Build a tile matrix from fragments#
snap.pp.import_fragments → QC → add_tile_matrix(bin_size=5000) → select_features. Same pattern as the snapatac2 quick-start.
%%time
h5 = WORK / 'pbmc5k.h5ad'
if h5.exists() and h5.stat().st_size > 100_000:
data = oom.read(str(h5), backed='r+')
else:
if h5.exists():
h5.unlink()
frag = epi.utils.register_datasets().fetch('atac_pbmc_5k.tsv.gz')
data = epi.pp.import_fragments(
str(frag),
chrom_sizes=epi.utils.genome.hg38,
file=str(h5),
sorted_by_barcode=False,
)
genes = epi.utils.get_gene_annotation(epi.utils.genome.hg38)
epi.pp.tsse(data, genes)
data = epi.pp.filter_cells(data, min_counts=1000, max_counts=100000, min_tsse=5)
epi.pp.add_tile_matrix(data, bin_size=5000)

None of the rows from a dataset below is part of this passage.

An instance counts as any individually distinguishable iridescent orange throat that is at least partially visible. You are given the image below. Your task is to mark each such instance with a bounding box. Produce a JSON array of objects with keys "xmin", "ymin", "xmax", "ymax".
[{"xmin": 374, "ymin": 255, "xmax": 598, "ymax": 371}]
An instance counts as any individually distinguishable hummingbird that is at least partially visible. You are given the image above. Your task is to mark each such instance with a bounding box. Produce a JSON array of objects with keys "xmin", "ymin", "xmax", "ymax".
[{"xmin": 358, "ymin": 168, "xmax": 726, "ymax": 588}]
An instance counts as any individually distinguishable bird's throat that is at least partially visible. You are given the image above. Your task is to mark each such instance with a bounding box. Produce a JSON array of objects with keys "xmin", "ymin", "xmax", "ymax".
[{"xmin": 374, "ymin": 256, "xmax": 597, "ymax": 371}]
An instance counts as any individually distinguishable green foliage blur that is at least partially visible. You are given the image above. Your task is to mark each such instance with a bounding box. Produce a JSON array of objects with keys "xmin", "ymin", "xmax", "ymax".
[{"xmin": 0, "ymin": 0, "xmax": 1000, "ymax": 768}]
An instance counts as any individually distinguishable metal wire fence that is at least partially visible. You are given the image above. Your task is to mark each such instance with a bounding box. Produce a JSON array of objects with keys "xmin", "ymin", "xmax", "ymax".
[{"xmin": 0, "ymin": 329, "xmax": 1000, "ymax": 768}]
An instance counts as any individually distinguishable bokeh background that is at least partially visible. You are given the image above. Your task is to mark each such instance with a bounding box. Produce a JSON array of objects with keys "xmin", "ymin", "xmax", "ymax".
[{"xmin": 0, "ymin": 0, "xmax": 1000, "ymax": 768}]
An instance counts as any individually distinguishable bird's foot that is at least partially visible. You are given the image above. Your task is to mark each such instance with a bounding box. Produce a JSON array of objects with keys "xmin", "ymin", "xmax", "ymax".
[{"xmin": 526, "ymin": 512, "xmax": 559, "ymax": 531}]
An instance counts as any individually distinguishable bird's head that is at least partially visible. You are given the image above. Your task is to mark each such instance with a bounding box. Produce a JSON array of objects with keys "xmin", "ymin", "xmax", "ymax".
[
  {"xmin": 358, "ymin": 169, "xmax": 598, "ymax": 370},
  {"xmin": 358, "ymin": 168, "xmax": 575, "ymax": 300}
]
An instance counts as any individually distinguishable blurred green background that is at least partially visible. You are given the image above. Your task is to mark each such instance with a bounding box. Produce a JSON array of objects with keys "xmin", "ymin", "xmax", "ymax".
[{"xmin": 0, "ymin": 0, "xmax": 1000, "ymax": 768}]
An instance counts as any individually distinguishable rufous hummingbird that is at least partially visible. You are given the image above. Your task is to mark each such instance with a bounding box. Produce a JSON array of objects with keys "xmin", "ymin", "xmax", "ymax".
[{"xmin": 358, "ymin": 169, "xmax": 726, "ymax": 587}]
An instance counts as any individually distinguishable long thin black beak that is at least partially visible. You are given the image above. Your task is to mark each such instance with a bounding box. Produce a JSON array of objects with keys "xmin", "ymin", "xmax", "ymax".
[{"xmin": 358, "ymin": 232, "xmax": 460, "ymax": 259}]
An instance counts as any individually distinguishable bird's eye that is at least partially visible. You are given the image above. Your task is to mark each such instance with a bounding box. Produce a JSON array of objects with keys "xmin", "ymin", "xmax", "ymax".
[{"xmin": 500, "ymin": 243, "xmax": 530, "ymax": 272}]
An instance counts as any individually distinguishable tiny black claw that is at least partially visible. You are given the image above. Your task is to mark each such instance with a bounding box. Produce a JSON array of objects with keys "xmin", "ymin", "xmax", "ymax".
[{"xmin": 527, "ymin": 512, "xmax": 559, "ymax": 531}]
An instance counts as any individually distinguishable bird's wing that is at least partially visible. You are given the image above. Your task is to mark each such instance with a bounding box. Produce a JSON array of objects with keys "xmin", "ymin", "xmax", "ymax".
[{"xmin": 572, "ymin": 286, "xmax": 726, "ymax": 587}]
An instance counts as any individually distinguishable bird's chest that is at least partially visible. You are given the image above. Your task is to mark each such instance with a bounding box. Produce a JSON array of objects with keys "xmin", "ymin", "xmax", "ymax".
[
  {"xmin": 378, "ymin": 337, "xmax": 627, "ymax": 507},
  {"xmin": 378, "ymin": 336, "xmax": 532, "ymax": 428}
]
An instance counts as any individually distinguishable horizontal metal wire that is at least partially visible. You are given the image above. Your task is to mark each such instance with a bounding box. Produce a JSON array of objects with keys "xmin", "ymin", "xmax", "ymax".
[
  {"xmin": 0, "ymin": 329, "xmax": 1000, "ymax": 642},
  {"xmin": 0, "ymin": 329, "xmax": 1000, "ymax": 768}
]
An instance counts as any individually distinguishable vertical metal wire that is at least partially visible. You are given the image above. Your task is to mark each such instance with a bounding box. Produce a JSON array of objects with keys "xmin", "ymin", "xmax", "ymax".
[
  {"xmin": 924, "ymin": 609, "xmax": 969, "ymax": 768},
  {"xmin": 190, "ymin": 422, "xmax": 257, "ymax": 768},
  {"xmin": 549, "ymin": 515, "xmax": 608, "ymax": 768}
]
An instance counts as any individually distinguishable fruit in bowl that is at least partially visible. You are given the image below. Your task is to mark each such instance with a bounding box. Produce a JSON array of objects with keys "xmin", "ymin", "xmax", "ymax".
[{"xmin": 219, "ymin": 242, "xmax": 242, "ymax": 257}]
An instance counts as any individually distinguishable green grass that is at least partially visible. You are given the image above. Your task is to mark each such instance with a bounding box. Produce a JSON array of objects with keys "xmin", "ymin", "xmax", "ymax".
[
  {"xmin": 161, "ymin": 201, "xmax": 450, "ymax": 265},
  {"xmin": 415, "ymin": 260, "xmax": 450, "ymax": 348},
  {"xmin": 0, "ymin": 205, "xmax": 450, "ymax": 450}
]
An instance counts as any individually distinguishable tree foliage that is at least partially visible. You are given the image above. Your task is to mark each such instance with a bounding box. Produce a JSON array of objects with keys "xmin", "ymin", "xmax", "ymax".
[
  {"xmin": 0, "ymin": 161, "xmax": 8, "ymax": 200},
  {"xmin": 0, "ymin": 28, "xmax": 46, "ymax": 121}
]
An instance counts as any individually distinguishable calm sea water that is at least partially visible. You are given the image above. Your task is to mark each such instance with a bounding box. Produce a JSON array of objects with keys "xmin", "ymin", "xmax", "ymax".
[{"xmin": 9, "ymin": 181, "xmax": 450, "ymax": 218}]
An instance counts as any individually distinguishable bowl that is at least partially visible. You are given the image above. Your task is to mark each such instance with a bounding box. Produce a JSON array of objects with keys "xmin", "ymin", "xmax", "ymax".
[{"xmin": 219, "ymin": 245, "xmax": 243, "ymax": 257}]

epi.pp.select_features(data, n_features=100000)
data
CPU times: user 1.09 s, sys: 1 s, total: 2.09 s
Wall time: 2.29 s
csr_matrix uint32 · 1.9% · ~87.3 MB/chunk · 674 MB disk · pbmc5k.h5ad›obs4n_fragment · frac_dup · frac_mito · tsse
| name | dtype | preview |
|---|---|---|
n_fragment | uint64 | 22067, 10498, 19191, … (4657) |
frac_dup | float64 | 0.5219143358537166, 0.5345186893096262, 0.5101962685995763, … (5165) |
frac_mito | float64 | 0.0 |
tsse | float64 | 31.70564634504355, 29.54060864508625, 17.706611570247937, … (5027) |
›var2count · selected
| name | dtype | preview |
|---|---|---|
count | float64 | 0.0, 15.0, 3.0, … (6370) |
selected | bool | False, True |
›obsm1fragment_paired
| key | shape | dtype |
|---|---|---|
fragment_paired | (5166, 3088286401) | uint32 |
›empty–varm · obsp · varp · layers · raw
Convert to an in-memory AnnData#
iterative_lsi operates on a standard AnnData; snapatac2’s on-disk store needs to be materialized first.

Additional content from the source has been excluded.